日本地球惑星科学連合2024年大会

講演情報

[J] 口頭発表

セッション記号 O (パブリック) » パブリック

[O-05] 線状降水帯: 発生メカニズム・予測から防減災まで

2024年5月26日(日) 10:45 〜 12:15 展示場特設会場 (1) (幕張メッセ国際展示場 6ホール)
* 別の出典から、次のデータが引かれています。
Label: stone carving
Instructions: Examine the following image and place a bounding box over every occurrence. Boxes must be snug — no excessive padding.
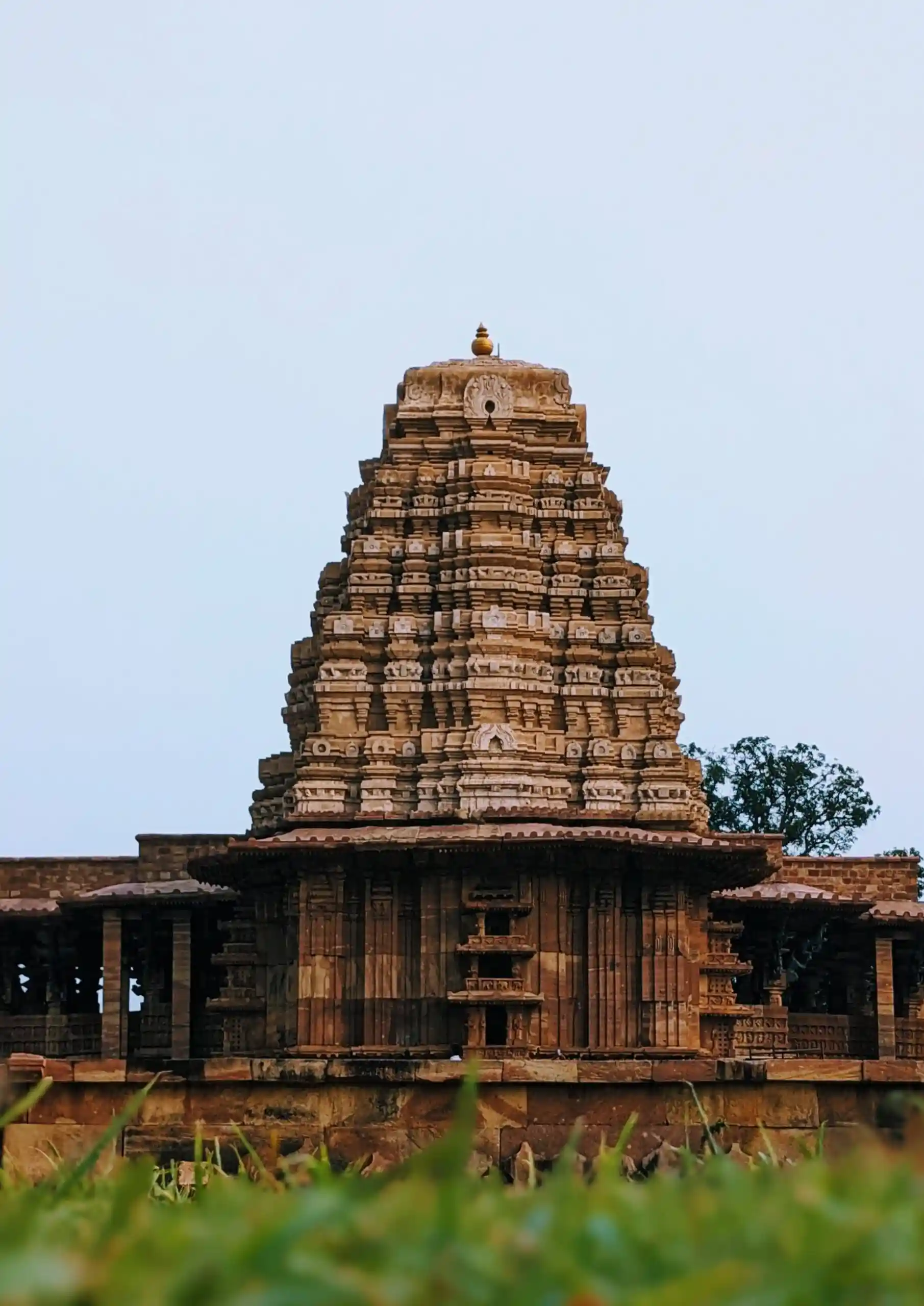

コンビーナ:佐々 浩司(高知大学教育研究部自然科学系理学部門)、和田 章(東京工業大学)、佐山 敬洋(京都大学)、宮地 良典(国立研究開発法人 産業技術総合研究所 地質調査総合センター)、座長:和田 章(東京工業大学)、米田 雅子(東京工業大学)


11:25 〜 11:45

[O05-06] 避難情報の範囲が避難意向に与える影響

★招待講演

*廣井 悠1 (1.東京大学)

キーワード:避難情報、質問紙調査

線状降水帯が発生すると,大雨災害発生の危険度が急激に高まる可能性があることから,気象庁では線状降水帯による大雨が予測される半日程度前から呼びかけを行うことになっている.さらに,大雨による災害発生の危険度が急激に高まると顕著な大雨に関する気象情報が発表されるが,その際,災害が想定される危険な場所にいる住民は市町村が発表する避難情報を参考として,適切な避難行動をとる必要がある.しかしながら,一般に避難情報の発表においては正確性や迅速性,そして詳細性のすべてを両立することは難しく,特に線状降水帯は正確な予測が難しいことを踏まえると,これらの犠牲者を減らすためには状況に応じた適切避難情報の出し方がよりいっそう必要とされる.
本稿ではこのなかでも避難情報対象範囲の「細かさ」に注目して記述する.2019年6月からはじまった防災気象情報のレベル化における本格的な適用事例は2019年の九州南部豪雨と考えられるが,このとき鹿児島市は7月3日の午前9時35分に市内全域の59万4943人を対象に避難指示を発表した.しかし,実際に避難所などに避難した人数は3500人弱で避難率は0.6%あまりであり,このことからも市内全域に避難情報を出すことの是非を検討する必要性はある.一般に,全域など広い範囲に避難情報を発令した場合,住民に危機感をもたせることは難しいものと考えられるが,本研究では,避難情報の対象範囲の呼びかけ方によって,住民の避難意向がどのように変化するかを考える.